Fiscalização e órgão regulador
O relatório de Silva propõe a criação da
Autoridade Nacional de Proteção de Dados, que ficará responsável pela
edição de normas complementares e pela fiscalização das obrigações
previstas na lei. Essa autoridade terá poder, por exemplo, para exigir
relatórios de impacto à privacidade de uma empresa, documento que deve
identificar como o processamento é realizado, as medidas de segurança e
as ações para reduzir riscos. Ou seja, se o órgão suspeitar que em
alguma empresa há risco de problemas no tratamento dos dados, o
relatório reúne informações necessárias para uma primeira apuração. Pode
também fazer uma auditoria, em que se verifique no local da empresa se o
manejo dos dados está sendo realizado corretamente.

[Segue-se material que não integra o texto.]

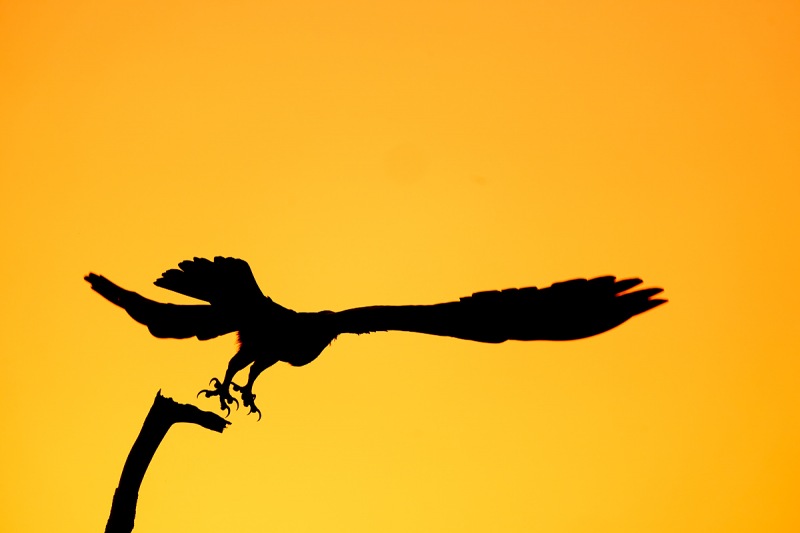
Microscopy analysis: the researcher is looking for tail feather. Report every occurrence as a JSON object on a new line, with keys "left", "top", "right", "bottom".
{"left": 154, "top": 256, "right": 265, "bottom": 305}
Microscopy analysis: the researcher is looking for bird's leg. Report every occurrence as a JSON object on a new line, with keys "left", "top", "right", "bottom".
{"left": 231, "top": 357, "right": 277, "bottom": 421}
{"left": 198, "top": 349, "right": 254, "bottom": 416}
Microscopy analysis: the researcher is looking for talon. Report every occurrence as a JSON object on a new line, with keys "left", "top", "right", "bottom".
{"left": 238, "top": 388, "right": 263, "bottom": 421}
{"left": 223, "top": 380, "right": 265, "bottom": 421}
{"left": 197, "top": 376, "right": 238, "bottom": 416}
{"left": 247, "top": 406, "right": 262, "bottom": 421}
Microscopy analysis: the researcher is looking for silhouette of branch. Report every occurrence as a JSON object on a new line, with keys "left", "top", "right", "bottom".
{"left": 105, "top": 391, "right": 230, "bottom": 533}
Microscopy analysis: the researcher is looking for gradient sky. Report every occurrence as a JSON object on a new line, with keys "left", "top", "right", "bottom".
{"left": 1, "top": 1, "right": 799, "bottom": 531}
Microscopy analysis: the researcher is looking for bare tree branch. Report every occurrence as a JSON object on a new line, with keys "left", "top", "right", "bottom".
{"left": 105, "top": 391, "right": 230, "bottom": 533}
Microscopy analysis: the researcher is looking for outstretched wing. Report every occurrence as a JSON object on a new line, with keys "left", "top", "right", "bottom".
{"left": 85, "top": 273, "right": 238, "bottom": 340}
{"left": 334, "top": 276, "right": 666, "bottom": 343}
{"left": 154, "top": 256, "right": 265, "bottom": 306}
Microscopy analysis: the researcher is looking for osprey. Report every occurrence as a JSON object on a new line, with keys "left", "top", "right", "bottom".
{"left": 85, "top": 256, "right": 666, "bottom": 420}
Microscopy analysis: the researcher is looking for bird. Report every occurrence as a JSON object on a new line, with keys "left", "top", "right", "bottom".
{"left": 85, "top": 256, "right": 666, "bottom": 420}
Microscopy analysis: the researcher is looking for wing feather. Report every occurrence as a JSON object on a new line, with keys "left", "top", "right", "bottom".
{"left": 334, "top": 276, "right": 666, "bottom": 342}
{"left": 85, "top": 273, "right": 238, "bottom": 340}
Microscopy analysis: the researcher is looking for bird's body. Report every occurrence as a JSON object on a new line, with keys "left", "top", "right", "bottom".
{"left": 85, "top": 256, "right": 666, "bottom": 419}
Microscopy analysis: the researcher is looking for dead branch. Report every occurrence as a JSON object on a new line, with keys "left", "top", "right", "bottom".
{"left": 105, "top": 391, "right": 230, "bottom": 533}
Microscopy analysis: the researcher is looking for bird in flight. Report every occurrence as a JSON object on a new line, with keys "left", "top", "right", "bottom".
{"left": 85, "top": 257, "right": 666, "bottom": 420}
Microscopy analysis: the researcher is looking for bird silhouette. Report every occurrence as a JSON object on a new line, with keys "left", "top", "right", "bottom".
{"left": 85, "top": 256, "right": 666, "bottom": 420}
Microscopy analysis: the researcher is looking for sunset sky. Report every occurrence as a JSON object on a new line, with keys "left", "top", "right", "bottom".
{"left": 1, "top": 1, "right": 799, "bottom": 531}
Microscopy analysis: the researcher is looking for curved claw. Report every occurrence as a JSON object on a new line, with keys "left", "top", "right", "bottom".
{"left": 240, "top": 390, "right": 262, "bottom": 421}
{"left": 197, "top": 376, "right": 238, "bottom": 416}
{"left": 227, "top": 381, "right": 264, "bottom": 421}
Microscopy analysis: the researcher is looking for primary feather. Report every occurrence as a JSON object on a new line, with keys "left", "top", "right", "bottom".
{"left": 84, "top": 273, "right": 238, "bottom": 340}
{"left": 334, "top": 276, "right": 664, "bottom": 342}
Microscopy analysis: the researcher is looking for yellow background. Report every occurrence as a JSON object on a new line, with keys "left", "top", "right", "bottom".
{"left": 2, "top": 1, "right": 799, "bottom": 531}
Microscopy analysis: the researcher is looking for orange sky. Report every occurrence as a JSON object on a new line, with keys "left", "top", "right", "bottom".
{"left": 1, "top": 1, "right": 799, "bottom": 531}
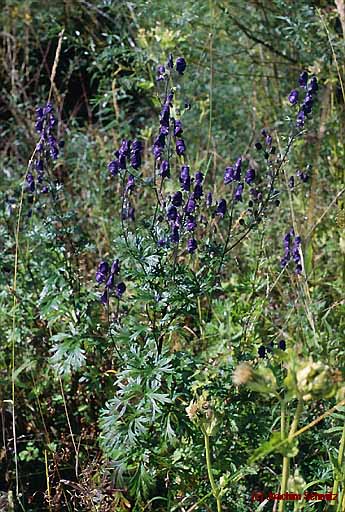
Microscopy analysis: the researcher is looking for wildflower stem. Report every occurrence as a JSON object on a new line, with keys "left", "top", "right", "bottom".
{"left": 279, "top": 398, "right": 303, "bottom": 512}
{"left": 331, "top": 418, "right": 345, "bottom": 508}
{"left": 204, "top": 432, "right": 222, "bottom": 512}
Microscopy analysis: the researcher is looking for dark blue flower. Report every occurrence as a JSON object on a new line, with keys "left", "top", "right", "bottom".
{"left": 106, "top": 273, "right": 115, "bottom": 289}
{"left": 172, "top": 191, "right": 183, "bottom": 207}
{"left": 296, "top": 110, "right": 305, "bottom": 127}
{"left": 234, "top": 183, "right": 244, "bottom": 202}
{"left": 245, "top": 168, "right": 255, "bottom": 185}
{"left": 160, "top": 160, "right": 170, "bottom": 178}
{"left": 255, "top": 142, "right": 262, "bottom": 151}
{"left": 288, "top": 176, "right": 295, "bottom": 189}
{"left": 119, "top": 139, "right": 131, "bottom": 157}
{"left": 279, "top": 339, "right": 286, "bottom": 350}
{"left": 187, "top": 238, "right": 197, "bottom": 254}
{"left": 171, "top": 225, "right": 180, "bottom": 243}
{"left": 100, "top": 289, "right": 108, "bottom": 305}
{"left": 193, "top": 183, "right": 203, "bottom": 200}
{"left": 167, "top": 205, "right": 178, "bottom": 221}
{"left": 206, "top": 192, "right": 212, "bottom": 207}
{"left": 265, "top": 135, "right": 272, "bottom": 146}
{"left": 288, "top": 89, "right": 299, "bottom": 105}
{"left": 108, "top": 159, "right": 119, "bottom": 176}
{"left": 126, "top": 174, "right": 135, "bottom": 193}
{"left": 185, "top": 196, "right": 196, "bottom": 214}
{"left": 186, "top": 216, "right": 197, "bottom": 231}
{"left": 215, "top": 199, "right": 227, "bottom": 217}
{"left": 176, "top": 138, "right": 186, "bottom": 156}
{"left": 195, "top": 171, "right": 204, "bottom": 184}
{"left": 298, "top": 70, "right": 308, "bottom": 88}
{"left": 116, "top": 282, "right": 126, "bottom": 298}
{"left": 156, "top": 64, "right": 165, "bottom": 81}
{"left": 111, "top": 259, "right": 120, "bottom": 275}
{"left": 233, "top": 157, "right": 242, "bottom": 180}
{"left": 258, "top": 346, "right": 266, "bottom": 358}
{"left": 224, "top": 166, "right": 235, "bottom": 184}
{"left": 174, "top": 119, "right": 183, "bottom": 136}
{"left": 175, "top": 57, "right": 186, "bottom": 75}
{"left": 307, "top": 76, "right": 318, "bottom": 94}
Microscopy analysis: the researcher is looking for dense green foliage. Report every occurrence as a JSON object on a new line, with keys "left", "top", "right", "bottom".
{"left": 1, "top": 1, "right": 345, "bottom": 511}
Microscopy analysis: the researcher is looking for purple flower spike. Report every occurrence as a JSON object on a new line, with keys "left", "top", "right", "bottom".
{"left": 186, "top": 216, "right": 197, "bottom": 231}
{"left": 108, "top": 160, "right": 119, "bottom": 176}
{"left": 171, "top": 225, "right": 180, "bottom": 243}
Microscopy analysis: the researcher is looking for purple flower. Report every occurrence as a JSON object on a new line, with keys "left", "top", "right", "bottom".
{"left": 279, "top": 340, "right": 286, "bottom": 350}
{"left": 160, "top": 160, "right": 170, "bottom": 178}
{"left": 156, "top": 64, "right": 165, "bottom": 81}
{"left": 307, "top": 76, "right": 318, "bottom": 94}
{"left": 234, "top": 183, "right": 244, "bottom": 202}
{"left": 108, "top": 159, "right": 119, "bottom": 176}
{"left": 180, "top": 165, "right": 190, "bottom": 190}
{"left": 187, "top": 238, "right": 197, "bottom": 254}
{"left": 172, "top": 191, "right": 183, "bottom": 207}
{"left": 288, "top": 176, "right": 295, "bottom": 189}
{"left": 185, "top": 196, "right": 196, "bottom": 214}
{"left": 98, "top": 261, "right": 110, "bottom": 274}
{"left": 255, "top": 142, "right": 262, "bottom": 151}
{"left": 131, "top": 151, "right": 141, "bottom": 169}
{"left": 288, "top": 89, "right": 299, "bottom": 105}
{"left": 175, "top": 57, "right": 186, "bottom": 75}
{"left": 171, "top": 225, "right": 180, "bottom": 243}
{"left": 186, "top": 216, "right": 197, "bottom": 231}
{"left": 195, "top": 171, "right": 204, "bottom": 184}
{"left": 265, "top": 135, "right": 272, "bottom": 146}
{"left": 167, "top": 205, "right": 178, "bottom": 221}
{"left": 100, "top": 290, "right": 108, "bottom": 305}
{"left": 111, "top": 259, "right": 120, "bottom": 275}
{"left": 193, "top": 183, "right": 203, "bottom": 200}
{"left": 245, "top": 168, "right": 255, "bottom": 184}
{"left": 206, "top": 192, "right": 212, "bottom": 207}
{"left": 298, "top": 70, "right": 308, "bottom": 88}
{"left": 296, "top": 110, "right": 305, "bottom": 128}
{"left": 224, "top": 166, "right": 235, "bottom": 184}
{"left": 258, "top": 346, "right": 266, "bottom": 358}
{"left": 176, "top": 139, "right": 186, "bottom": 156}
{"left": 174, "top": 119, "right": 183, "bottom": 136}
{"left": 116, "top": 282, "right": 126, "bottom": 298}
{"left": 215, "top": 199, "right": 227, "bottom": 217}
{"left": 106, "top": 273, "right": 115, "bottom": 289}
{"left": 126, "top": 174, "right": 135, "bottom": 193}
{"left": 295, "top": 264, "right": 302, "bottom": 274}
{"left": 233, "top": 157, "right": 242, "bottom": 180}
{"left": 160, "top": 104, "right": 170, "bottom": 127}
{"left": 119, "top": 139, "right": 131, "bottom": 157}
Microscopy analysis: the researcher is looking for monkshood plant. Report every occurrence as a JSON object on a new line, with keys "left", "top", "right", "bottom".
{"left": 97, "top": 54, "right": 325, "bottom": 508}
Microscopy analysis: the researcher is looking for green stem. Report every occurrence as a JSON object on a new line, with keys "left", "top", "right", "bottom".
{"left": 279, "top": 399, "right": 303, "bottom": 512}
{"left": 331, "top": 418, "right": 345, "bottom": 509}
{"left": 204, "top": 432, "right": 222, "bottom": 512}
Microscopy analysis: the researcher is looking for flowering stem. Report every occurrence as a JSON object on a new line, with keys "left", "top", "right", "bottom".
{"left": 331, "top": 417, "right": 345, "bottom": 509}
{"left": 204, "top": 432, "right": 222, "bottom": 512}
{"left": 279, "top": 398, "right": 303, "bottom": 512}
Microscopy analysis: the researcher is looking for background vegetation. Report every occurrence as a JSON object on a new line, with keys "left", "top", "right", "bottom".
{"left": 1, "top": 0, "right": 344, "bottom": 511}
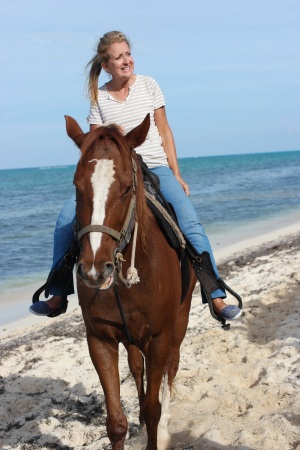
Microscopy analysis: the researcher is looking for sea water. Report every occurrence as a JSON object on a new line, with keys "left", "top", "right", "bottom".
{"left": 0, "top": 150, "right": 299, "bottom": 323}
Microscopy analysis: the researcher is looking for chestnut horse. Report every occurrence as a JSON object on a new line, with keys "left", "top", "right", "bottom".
{"left": 65, "top": 114, "right": 196, "bottom": 450}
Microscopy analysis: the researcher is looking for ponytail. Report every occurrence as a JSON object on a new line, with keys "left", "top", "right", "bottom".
{"left": 87, "top": 55, "right": 103, "bottom": 105}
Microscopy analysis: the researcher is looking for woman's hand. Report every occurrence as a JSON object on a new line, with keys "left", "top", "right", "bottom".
{"left": 175, "top": 174, "right": 190, "bottom": 196}
{"left": 154, "top": 107, "right": 190, "bottom": 196}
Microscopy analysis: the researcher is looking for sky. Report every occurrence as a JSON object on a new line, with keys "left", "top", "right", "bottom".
{"left": 0, "top": 0, "right": 299, "bottom": 169}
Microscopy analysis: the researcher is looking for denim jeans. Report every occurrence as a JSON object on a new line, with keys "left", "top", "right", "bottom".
{"left": 50, "top": 194, "right": 76, "bottom": 295}
{"left": 151, "top": 167, "right": 225, "bottom": 300}
{"left": 50, "top": 166, "right": 225, "bottom": 299}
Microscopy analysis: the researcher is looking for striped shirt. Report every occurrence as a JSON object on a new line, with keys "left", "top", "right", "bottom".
{"left": 87, "top": 75, "right": 169, "bottom": 168}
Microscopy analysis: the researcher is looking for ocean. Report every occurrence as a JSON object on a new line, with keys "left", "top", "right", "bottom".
{"left": 0, "top": 150, "right": 300, "bottom": 324}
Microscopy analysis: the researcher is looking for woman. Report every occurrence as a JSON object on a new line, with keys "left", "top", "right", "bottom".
{"left": 29, "top": 31, "right": 241, "bottom": 321}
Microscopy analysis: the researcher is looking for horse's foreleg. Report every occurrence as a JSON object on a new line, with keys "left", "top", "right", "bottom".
{"left": 87, "top": 336, "right": 127, "bottom": 450}
{"left": 143, "top": 336, "right": 171, "bottom": 450}
{"left": 126, "top": 344, "right": 145, "bottom": 424}
{"left": 168, "top": 295, "right": 193, "bottom": 386}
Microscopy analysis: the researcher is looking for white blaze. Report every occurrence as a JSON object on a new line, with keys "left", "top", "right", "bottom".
{"left": 89, "top": 159, "right": 115, "bottom": 273}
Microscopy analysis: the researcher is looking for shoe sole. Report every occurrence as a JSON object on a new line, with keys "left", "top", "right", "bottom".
{"left": 223, "top": 310, "right": 242, "bottom": 321}
{"left": 28, "top": 306, "right": 52, "bottom": 317}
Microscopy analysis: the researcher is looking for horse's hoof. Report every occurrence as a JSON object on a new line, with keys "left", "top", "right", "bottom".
{"left": 157, "top": 438, "right": 171, "bottom": 450}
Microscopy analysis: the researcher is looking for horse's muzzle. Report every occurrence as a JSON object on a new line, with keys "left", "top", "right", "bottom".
{"left": 77, "top": 261, "right": 115, "bottom": 290}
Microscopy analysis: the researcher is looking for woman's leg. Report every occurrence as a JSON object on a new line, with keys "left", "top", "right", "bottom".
{"left": 151, "top": 166, "right": 241, "bottom": 320}
{"left": 29, "top": 195, "right": 76, "bottom": 316}
{"left": 50, "top": 194, "right": 77, "bottom": 295}
{"left": 150, "top": 166, "right": 225, "bottom": 300}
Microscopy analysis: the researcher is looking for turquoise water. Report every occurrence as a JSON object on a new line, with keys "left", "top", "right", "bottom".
{"left": 180, "top": 151, "right": 300, "bottom": 230}
{"left": 0, "top": 150, "right": 299, "bottom": 292}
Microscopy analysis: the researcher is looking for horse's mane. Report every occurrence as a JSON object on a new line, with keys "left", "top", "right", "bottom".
{"left": 80, "top": 125, "right": 152, "bottom": 251}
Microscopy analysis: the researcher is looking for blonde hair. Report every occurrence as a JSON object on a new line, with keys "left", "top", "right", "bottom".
{"left": 86, "top": 31, "right": 131, "bottom": 104}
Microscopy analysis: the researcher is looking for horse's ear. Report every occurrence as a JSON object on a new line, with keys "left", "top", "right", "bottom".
{"left": 125, "top": 114, "right": 150, "bottom": 150}
{"left": 65, "top": 115, "right": 85, "bottom": 149}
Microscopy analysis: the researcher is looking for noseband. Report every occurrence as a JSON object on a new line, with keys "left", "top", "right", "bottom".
{"left": 76, "top": 194, "right": 136, "bottom": 253}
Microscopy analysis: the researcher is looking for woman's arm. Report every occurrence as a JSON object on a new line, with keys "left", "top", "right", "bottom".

Se constatar alguma irregularidade em
qualquer atividade de tratamento, a autoridade pode aplicar uma série de
sanções, entre as quais está prevista multa de até 2% do faturamento da
empresa envolvida, com limite de R$ 50 milhões, o bloqueio ou
eliminação dos dados tratados de maneira irregular e a suspensão ou
proibição do banco de dados ou da atividade de tratamento. O
substitutivo também institui o Conselho Nacional de Proteção de Dados,
formado por 23 representantes do Poder Público, da sociedade civil, de
empresas e de instituições científicas e tecnológicas. O colegiado tem
como atribuições propor diretrizes estratégicas sobre o tema e auxiliar a
autoridade nacional.
Apoios
O PLC tem apoio de diversas entidades,
como a Associação Brasileira de Emissoras de Rádio e TV (Abert), a
Associação Brasileira de Empresas de Tecnologia da Informação e
Comunicação (Brasscom) e a Coalizão Direitos na Rede, que reúne
entidades de defesa de direitos dos usuários de internet. Mas
encontrava resistência em organizações do ramo financeiro, como a
Federação Brasileira de Bancos (Febraban) e a Confederação Nacional de
Seguradoras.
“Este projeto é fundamental para o
desenvolvimento da economia digital no Brasil porque ele alcança
equilíbrio entre a proteção do direito do cidadão em um arcabouço que
ajude as empresas a inovarem”, avaliou a diretora jurídica da Associação
Brasileira de Empresas de Tecnologia da Informação e Comunicação
(Brasscom).
“Essa discussão contou com dezenas de
entidades da sociedade civil mas também com inúmeras entidades do setor
empresarial, que entenderam que a proteção de dados é princípio que deve
ser garantido na legislação brasileira”, comentou Marcos Urupá, do
Coletivo Intervozes, entidade integrante da Coalizão Direitos na Rede,
que reúne organizações de defesa de direitos dos usuários.